An economist said at an evidentiary hearing that Oracle’s decision to stop porting to Itanium permanently hurt HP
Hewlett-Packard may seek damages of US$4 billion to $4.2 billion from Oracle in its lawsuit over support for Itanium server architecture.
An economist that HP plans to call in the case made the estimate at an evidentiary hearing on Monday in Santa Clara County Superior Court in San Jose, California. The economist, Jonathan Orszag of the consulting firm Compass Lexecon, estimated the difference between HP’s Itanium-related revenue with and without Oracle’s March 2011 announcement that it would stop porting software to Itanium.
“The Oracle conduct at question in this case had a very significant and negative effect on the HP Itanium business,” Orszag said during questioning by HP’s legal team.
HP sued Oracle in June 2011, saying the company had breached a contract when it stopped porting software to the Itanium platform, which powers HP’s so-called mission-critical servers for large enterprises. Last August, Oracle was ordered to resume Itanium support, a decision the company is appealing. The case is now being prepared for a jury trial to determine what damages, if any, HP is entitled to. On Monday, the two sides began presenting the testimony of their planned expert witnesses for approval by the judge in the case, James Kleinberg.
Oracle’s announcement has hurt HP’s Itanium business since the March 2011 announcement and will continue to affect it through at least 2020, Orszag said. He said he chose that end date based on road maps for the platform from HP and its Itanium chip partner, Intel.
In the second quarter of HP’s 2011 fiscal year, during which the March 2011 announcement was made, the company’s Itanium revenue fell 11 percent compared with a year earlier, Orszag said. The next quarter it fell 18.1 percent year over year, and the following quarters saw declines of 32 percent and then 38 percent.
“You see this snowballing effect,” Orszag said.
The uncertainty caused by Oracle’s decision made customers turn away from Itanium when making long-term platform decisions, he said. “They don’t want to have the risk associated with some fight, or some delay, or some issue,” Orszag said.
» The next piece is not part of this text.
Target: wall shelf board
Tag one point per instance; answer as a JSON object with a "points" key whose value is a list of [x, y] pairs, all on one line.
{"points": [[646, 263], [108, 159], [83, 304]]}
Though Oracle announced after last August’s order that it would resume the porting work, and said on Monday that no customer was deprived of any software, 17 months of disruption permanently damaged the Itanium business, Orszag said. “You cannot hit pause in a technology market,” he said.
Oracle’s attorneys and its own intended expert witness, economist Ramsey Shehadeh of consulting firm National Economic Research Associates, questioned Orszag’s method of estimating the damages.
Orszag didn’t consider other factors that may have affected HP’s Itanium business, including a decline in HP’s reputation amid the upheaval of executive changes there over the past few years, they said. Another key factor they cited was information that has become public about Itanium nearing the end of its life, according to Oracle and Shahadeh. Oracle alleges that HP hid information about its dealings with Intel that showed the platform is on the way to being phased out.
The impending jury trial will be the second phase of the case, which first came before Judge Kleinberg last June. Last year, Kleinberg heard arguments from both sides over whether a partnership agreement between the companies constituted a contract, and in August he ruled that they did and ordered Oracle to resume porting.
The origins of the conflict go back at least as far as Oracle’s acquisition of Sun Microsystems in early 2010. That brought Oracle into the server business and made the two companies hardware rivals for the first time.